What does the imminent demise of the WTO Appellate Body (AB) mean for the settlement of ongoing and future trade disputes?
This paper discusses two “unlikely solutions”, at least in the short term: the US lifts its veto on AB appointments; a WTO organ unlocks the impasse. Appeals pending on 10 December 2019 will most likely be carried-over pursuant to (contested) Rule 15 of the AB Working Procedures. For panel reports released after that date, four scenarios emerge:
(i) appeals “into the void” blocking the panel report,
(ii) no appeal ex post, or ex ante no appeal pacts (NAPs),
(iii) Article 25 appeal arbitration,
(iv) “floating” panel reports (interim or final), neither adopted, nor appealed/blocked.
Only Article 25 appeal arbitration preserves both an appellate stage and automatically binding dispute settlement. No appeal or NAPs give up on appellate review but safeguard adoption by the Dispute Settlement Body (DSB) of panel reports by negative consensus. Appeals “into the void” and “floating” panel reports drop both an appellate stage and automatic bindingness of results. They also risk adding a considerable dose of power politics into the process. NAPs are hard to conclude politically. Members seem to hesitate to sign on to Article 25 arbitration. Although it may come with important reputation and other costs, appeals “into the void” must, therefore, be expected.

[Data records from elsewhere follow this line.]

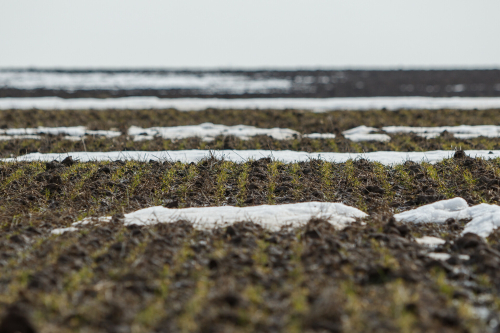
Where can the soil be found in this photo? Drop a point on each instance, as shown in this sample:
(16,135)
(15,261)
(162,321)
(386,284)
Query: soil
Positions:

The transformation from GATT to WTO took half a century. Regular veto rights in the settlement of trade disputes may be back in a matter of months. It is one thing to lose the AB (originally, a mere “afterthought”), quite another to return to pre-WTO dispute settlement where panel outcomes are not automatically binding and power relations play a greater role. At the same time, it would be wrong to equate a (temporary?) return to GATT-style dispute settlement with the collapse of a rules-based WTO system.